Unfortunately, this is unlikely to be the case. Record numbers are expected at the polls, and many states are unprepared for this historic turnout. In some early voting states, lines have stretched for blocks and required hours of waiting. Election Day voters will likely exceed these numbers. For many citizens, voting will be an exercise in frustration. To make matters worse, partisan operatives are circling the polling places like sharks to make it even more difficult to cast a ballot.
But even if everything that could go wrong on this Election Day doesn’t, we are unlikely to have an unchallenged result. Both sides are already gathering phalanxes of lawyers in battleground states to contest or defend the outcome at the polls. In Florida, for example, almost 5,000 Democratic lawyers are mobilized to monitor polling sites, assist voters who are turned away at the polls, or go into court for resolution of issues that cannot be resolved outside the courts.

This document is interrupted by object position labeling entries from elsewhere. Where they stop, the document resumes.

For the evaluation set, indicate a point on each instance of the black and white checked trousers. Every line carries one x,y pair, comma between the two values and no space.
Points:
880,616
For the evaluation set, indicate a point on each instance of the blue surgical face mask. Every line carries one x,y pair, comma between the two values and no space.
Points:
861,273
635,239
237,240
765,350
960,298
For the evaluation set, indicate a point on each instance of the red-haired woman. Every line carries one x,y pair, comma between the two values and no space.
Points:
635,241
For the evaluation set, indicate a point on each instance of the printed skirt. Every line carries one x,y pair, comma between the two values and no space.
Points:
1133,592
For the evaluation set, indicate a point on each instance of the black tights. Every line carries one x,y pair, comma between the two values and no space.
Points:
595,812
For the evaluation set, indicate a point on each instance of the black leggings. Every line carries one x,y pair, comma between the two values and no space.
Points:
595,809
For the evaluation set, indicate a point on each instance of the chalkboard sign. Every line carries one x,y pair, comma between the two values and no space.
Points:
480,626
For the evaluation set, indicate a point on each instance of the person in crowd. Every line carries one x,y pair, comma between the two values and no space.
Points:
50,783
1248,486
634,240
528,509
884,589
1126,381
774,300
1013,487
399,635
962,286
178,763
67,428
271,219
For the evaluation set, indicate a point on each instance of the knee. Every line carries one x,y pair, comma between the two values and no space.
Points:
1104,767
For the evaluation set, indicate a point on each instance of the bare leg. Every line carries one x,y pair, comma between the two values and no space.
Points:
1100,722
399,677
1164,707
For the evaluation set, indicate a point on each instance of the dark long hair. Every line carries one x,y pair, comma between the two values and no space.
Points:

The Republicans, according to The New York Times, “declined to say how many lawyers they had enlisted,” but the RNC’s chief counsel said, “We will have enough lawyers to respond to any contingency. We have a great nationwide volunteer core of lawyers ready to help. On Election Day, we will be engaged at every level.”
Already almost every battleground state has seen partisan efforts to challenge newly registered voters, curtail early voting and invalidate absentee ballots. Both parties have challenged directives from state party and elected officials that would hamper citizens’ efforts to vote.
Colorado has not been immune to voter suppression. Republican Secretary of State Mike Coffman has been prevented by court order from purging 20,000 new voters from the rolls. Even after the ruling, Coffman was chastised by the judge for purging another 149 voters.
According to non-partisan Just Vote Colorado, “This year’s election will be high-profile and draw greater attention than many elections in years past.” It would be naive to think that plans do not include lawyers for both sides prepared to exploit any opportunity to challenge results not to their liking. In a very close election, Colorado could become the next Florida.
It is not sufficient to dismiss criticisms of recent elections as “sour grapes” by sore losers. Both major parties are complicit in undermining the checks and balances essential to a reliable election system. The win-at-all-costs mentality of contemporary politics is incompatible with a self-regulating democratic process.
Like the financial system, the electoral system depends equally on confidence and substance. Even if the vote count is accurate, but voters lack confidence that it reflects a fair process, the corrosion of doubt will undermine the foundations of our democracy.
Our new president will face great challenges both at home and abroad, but one of the most critical issues before the nation is restoration of confidence in our national elections. Failure to address this problem could be a major failure of the next administration.
Tinkering is not enough. Fundamental reforms to ensure integrity and accountability consistent with the highest international standards for fair elections are the minimum we should accept. A good beginning would be to take control of the electoral process out of the hands of elected or other party officials.
If you have not voted yet, vote today. The best assurance your candidate has of success is a clear mandate that cannot be challenged in court. Then, after the inauguration, insist that he appoint a non-partisan Elections Commission to draft new rules for 21st century elections. This would be a first step toward restoring pride in American elections, and making them again an example for the world to follow.